Capping Machine (ROPP/Screw) – Equipment Validation SOP

Standard Operating Procedure for the Validation of Capping Machines in IV Infusions

Equipment Validation,
IV Infusions,
Capping Machine,
Production,
Pharmaceutical Validation

Purpose

This SOP outlines the process for validating capping machines used in the production of IV infusions, ensuring compliance with regulatory requirements and product quality standards.

Scope

This procedure applies to the validation of capping machines (ROPP/Screw) utilized in the production area for IV infusion bags and bottles.

Definitions

  • DQ: Design Qualification
  • IQ: Installation Qualification
  • OQ: Operational Qualification
  • PQ: Performance Qualification
  • CSV: Computer System Validation

Roles

  • Validation Specialist: Responsible for executing validation protocols.
  • Quality Assurance: Ensures compliance with regulatory standards.
  • Production Manager: Oversees equipment operation and maintenance.

Lifecycle Procedure

  1. Conduct Design Qualification (DQ) to ensure the equipment meets user requirements.
  2. Perform Installation Qualification (IQ) to verify the equipment is installed correctly.
  3. Execute Operational Qualification (OQ) to test the equipment’s functionality.
  4. Complete Performance Qualification (PQ) to confirm the equipment produces the desired output consistently.

GDP Controls

Good Documentation Practices (GDP) must be adhered to throughout the validation process. All records must be clear, accurate, and complete.

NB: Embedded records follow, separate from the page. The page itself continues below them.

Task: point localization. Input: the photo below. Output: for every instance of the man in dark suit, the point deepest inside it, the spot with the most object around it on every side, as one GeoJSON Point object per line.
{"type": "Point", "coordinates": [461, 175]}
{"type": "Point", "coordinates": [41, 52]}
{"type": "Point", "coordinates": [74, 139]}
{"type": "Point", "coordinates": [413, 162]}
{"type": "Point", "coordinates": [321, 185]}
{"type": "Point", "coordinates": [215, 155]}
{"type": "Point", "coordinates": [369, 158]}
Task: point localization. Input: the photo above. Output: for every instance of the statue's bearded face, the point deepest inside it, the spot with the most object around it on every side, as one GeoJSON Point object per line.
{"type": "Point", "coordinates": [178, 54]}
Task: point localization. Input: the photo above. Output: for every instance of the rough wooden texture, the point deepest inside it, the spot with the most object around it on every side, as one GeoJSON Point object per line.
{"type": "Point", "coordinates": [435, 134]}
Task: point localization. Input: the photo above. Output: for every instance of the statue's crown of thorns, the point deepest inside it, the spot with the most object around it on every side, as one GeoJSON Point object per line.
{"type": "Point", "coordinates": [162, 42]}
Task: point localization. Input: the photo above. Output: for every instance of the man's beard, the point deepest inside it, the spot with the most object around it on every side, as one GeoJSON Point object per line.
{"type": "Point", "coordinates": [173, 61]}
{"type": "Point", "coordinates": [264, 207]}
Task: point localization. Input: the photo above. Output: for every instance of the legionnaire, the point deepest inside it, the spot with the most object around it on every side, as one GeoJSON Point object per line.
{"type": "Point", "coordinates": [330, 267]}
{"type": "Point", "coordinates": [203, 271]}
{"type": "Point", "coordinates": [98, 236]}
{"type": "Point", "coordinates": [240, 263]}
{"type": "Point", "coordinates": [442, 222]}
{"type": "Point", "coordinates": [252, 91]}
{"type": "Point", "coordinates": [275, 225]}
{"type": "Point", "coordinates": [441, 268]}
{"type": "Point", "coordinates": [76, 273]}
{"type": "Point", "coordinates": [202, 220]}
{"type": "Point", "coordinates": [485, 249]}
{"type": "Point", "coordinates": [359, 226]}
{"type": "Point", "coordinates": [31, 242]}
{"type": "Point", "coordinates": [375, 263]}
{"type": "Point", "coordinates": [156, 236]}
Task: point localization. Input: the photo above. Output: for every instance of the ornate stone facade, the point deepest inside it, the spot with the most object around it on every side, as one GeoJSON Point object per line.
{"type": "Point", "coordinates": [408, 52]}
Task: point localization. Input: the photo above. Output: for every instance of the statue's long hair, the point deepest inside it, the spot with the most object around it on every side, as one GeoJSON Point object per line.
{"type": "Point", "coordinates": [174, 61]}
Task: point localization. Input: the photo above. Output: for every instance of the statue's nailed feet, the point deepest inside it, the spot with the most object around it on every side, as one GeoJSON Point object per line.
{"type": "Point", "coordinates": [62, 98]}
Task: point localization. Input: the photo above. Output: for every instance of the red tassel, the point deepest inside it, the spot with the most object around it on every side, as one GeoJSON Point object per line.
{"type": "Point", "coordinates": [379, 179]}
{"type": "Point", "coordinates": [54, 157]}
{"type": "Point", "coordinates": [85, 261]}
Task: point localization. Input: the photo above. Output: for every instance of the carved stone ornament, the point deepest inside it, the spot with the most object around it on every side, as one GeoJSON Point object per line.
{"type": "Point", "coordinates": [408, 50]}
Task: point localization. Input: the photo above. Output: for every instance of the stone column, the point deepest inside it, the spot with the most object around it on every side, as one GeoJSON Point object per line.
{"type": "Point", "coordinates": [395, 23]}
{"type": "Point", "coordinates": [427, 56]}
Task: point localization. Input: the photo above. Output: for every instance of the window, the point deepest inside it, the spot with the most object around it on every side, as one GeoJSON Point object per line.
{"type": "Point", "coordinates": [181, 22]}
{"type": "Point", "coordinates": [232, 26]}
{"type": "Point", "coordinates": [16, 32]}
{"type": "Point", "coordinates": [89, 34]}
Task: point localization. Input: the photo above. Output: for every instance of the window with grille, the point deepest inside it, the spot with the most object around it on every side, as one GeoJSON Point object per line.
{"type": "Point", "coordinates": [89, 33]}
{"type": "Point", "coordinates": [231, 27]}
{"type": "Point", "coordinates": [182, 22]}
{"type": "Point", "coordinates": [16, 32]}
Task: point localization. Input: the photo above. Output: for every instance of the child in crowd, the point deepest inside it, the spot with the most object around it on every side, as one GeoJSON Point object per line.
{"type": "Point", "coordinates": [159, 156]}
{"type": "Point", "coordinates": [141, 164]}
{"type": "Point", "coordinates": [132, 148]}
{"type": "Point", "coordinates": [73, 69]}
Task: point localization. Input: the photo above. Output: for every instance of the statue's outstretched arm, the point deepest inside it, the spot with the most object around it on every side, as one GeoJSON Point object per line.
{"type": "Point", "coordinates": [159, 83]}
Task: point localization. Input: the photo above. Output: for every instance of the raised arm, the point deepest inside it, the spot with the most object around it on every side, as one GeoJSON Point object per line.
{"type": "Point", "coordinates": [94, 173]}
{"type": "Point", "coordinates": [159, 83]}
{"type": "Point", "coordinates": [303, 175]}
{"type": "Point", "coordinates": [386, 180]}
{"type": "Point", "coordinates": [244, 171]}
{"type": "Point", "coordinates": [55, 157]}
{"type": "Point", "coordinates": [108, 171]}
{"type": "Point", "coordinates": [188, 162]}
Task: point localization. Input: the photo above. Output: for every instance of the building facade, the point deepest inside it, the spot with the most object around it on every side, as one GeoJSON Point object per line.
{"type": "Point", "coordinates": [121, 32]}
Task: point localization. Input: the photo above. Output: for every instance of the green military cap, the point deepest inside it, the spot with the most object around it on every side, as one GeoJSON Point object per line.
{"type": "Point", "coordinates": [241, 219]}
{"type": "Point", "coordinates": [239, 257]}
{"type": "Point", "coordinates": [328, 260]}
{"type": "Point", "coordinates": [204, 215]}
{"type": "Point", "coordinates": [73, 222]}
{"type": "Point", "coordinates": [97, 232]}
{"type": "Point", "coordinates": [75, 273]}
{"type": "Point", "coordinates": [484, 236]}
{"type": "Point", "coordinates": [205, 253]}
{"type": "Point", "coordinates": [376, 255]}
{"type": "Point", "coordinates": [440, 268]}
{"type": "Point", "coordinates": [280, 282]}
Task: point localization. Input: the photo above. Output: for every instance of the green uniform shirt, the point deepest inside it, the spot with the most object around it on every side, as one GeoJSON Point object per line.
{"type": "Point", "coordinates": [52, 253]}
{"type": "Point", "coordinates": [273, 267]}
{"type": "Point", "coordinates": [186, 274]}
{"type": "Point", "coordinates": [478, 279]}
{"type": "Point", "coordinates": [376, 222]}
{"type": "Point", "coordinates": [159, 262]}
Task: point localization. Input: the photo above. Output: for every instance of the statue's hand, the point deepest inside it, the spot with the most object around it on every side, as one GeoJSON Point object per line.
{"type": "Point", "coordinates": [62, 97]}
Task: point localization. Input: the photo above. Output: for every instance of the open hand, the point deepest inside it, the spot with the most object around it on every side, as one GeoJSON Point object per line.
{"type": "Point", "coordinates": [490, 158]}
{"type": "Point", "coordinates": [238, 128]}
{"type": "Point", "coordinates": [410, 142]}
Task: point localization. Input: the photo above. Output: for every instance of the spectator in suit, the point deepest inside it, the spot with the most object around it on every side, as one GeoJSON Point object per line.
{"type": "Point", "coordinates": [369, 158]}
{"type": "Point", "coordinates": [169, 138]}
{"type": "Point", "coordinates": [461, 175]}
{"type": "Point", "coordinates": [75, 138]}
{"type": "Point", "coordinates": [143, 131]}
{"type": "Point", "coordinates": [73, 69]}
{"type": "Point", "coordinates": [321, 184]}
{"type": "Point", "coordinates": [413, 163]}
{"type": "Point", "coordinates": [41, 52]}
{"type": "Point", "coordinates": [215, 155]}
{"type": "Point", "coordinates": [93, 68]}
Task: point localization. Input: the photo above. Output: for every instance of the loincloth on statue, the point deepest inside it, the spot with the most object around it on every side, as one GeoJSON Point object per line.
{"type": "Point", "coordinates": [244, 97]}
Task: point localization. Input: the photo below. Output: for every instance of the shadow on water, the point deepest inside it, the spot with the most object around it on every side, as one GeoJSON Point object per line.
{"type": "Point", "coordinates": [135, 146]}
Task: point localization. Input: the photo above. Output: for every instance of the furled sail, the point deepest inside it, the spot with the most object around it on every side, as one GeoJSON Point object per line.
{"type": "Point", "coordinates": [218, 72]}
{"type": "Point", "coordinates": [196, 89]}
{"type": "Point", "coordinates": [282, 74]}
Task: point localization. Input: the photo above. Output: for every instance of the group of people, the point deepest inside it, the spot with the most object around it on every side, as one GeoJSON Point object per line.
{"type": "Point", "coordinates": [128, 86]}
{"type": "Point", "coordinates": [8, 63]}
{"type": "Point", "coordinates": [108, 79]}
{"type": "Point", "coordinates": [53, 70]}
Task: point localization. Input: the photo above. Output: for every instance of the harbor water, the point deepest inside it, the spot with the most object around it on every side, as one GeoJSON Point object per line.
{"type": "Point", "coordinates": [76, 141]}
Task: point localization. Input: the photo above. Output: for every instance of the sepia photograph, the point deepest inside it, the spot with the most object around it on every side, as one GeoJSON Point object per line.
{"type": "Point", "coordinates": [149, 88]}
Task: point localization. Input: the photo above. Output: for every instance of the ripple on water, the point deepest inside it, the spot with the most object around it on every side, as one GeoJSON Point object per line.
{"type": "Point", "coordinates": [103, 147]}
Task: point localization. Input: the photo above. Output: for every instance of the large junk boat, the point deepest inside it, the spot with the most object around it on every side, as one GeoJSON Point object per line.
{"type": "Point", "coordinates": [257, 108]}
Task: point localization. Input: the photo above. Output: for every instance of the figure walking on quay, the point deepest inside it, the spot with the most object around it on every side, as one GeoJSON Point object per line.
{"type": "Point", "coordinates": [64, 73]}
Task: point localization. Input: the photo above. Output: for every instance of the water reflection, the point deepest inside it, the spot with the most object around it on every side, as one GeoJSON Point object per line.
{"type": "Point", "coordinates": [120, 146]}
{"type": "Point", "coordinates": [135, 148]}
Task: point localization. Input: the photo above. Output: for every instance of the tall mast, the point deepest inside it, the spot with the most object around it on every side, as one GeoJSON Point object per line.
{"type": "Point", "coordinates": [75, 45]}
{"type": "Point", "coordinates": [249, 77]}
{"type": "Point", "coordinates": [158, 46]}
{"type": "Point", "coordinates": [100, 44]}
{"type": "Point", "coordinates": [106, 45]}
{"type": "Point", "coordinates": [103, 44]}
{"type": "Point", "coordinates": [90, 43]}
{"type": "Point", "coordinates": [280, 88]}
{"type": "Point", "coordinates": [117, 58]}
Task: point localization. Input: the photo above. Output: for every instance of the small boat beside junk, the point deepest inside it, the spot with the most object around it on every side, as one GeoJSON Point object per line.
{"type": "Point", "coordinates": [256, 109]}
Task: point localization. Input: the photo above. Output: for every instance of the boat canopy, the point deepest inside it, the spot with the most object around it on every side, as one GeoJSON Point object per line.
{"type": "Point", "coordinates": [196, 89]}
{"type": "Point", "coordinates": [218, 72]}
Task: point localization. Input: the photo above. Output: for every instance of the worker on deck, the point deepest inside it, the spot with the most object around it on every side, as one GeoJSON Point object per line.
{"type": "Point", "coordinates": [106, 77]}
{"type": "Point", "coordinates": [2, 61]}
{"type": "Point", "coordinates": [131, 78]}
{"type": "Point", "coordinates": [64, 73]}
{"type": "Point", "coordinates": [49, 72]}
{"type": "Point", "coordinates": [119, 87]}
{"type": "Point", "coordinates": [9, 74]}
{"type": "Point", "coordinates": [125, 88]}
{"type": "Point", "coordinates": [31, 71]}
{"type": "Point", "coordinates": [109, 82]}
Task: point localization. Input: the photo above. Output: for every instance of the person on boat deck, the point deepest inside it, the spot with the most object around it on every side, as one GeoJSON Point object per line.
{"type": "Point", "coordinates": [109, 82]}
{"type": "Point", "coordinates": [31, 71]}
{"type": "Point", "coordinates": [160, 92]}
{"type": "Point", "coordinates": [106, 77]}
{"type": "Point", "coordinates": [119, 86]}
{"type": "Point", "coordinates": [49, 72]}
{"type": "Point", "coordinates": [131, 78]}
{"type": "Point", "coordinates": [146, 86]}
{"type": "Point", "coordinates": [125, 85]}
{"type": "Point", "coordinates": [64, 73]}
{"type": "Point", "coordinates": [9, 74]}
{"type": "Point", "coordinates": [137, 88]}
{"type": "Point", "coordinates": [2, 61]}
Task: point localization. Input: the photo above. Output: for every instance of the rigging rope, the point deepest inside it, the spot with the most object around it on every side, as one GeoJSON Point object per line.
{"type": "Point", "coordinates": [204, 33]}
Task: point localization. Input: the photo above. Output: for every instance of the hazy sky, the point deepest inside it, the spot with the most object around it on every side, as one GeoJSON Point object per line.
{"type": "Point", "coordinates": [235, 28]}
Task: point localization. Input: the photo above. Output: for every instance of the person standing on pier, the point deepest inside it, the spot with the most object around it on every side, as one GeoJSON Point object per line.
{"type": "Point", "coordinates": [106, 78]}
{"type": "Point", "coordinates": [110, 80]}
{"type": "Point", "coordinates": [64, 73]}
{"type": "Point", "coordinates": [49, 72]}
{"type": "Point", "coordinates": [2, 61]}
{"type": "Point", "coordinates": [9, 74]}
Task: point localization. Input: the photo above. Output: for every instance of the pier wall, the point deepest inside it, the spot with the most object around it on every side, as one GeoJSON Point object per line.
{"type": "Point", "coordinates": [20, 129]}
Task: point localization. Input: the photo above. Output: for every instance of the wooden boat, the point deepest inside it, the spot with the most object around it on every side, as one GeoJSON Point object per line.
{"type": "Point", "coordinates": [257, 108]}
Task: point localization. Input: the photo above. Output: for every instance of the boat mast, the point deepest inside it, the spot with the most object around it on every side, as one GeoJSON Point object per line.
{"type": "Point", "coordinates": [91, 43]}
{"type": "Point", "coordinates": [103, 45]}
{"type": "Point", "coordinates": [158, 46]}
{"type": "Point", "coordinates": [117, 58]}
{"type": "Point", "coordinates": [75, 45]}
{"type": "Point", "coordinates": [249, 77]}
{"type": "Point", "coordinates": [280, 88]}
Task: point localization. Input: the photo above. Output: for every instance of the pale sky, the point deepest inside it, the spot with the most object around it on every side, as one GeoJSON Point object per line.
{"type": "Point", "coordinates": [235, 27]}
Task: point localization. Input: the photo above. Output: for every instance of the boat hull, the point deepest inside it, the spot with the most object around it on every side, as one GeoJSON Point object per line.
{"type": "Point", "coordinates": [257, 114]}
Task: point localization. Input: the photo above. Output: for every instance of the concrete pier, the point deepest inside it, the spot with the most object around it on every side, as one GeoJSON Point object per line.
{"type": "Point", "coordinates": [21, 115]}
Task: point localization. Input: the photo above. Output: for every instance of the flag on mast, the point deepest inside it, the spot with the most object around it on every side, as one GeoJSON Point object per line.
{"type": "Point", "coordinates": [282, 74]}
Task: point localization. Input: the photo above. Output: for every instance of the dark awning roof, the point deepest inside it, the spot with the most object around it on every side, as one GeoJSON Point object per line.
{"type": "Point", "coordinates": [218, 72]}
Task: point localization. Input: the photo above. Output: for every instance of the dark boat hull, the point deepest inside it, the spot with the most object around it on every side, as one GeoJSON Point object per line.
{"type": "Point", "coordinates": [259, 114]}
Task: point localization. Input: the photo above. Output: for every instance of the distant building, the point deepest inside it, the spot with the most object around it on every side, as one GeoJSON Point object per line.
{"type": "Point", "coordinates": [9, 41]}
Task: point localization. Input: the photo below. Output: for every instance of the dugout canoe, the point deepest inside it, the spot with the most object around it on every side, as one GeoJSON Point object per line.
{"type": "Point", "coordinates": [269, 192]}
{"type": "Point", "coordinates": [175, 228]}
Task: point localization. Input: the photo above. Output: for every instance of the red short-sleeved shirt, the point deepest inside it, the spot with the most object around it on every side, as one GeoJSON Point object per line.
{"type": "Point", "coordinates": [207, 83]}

Acceptance Criteria Governance

Acceptance criteria will be established based on User Requirements Specifications (URS) and must comply with Annex 11 guidelines.

Calibration/PM Governance

Regular calibration and preventive maintenance (PM) must be performed in accordance with the manufacturer’s recommendations and internal procedures.

Change Control Triggers

Any changes to the equipment, processes, or materials that may impact the validation status must be documented and assessed through a change control process.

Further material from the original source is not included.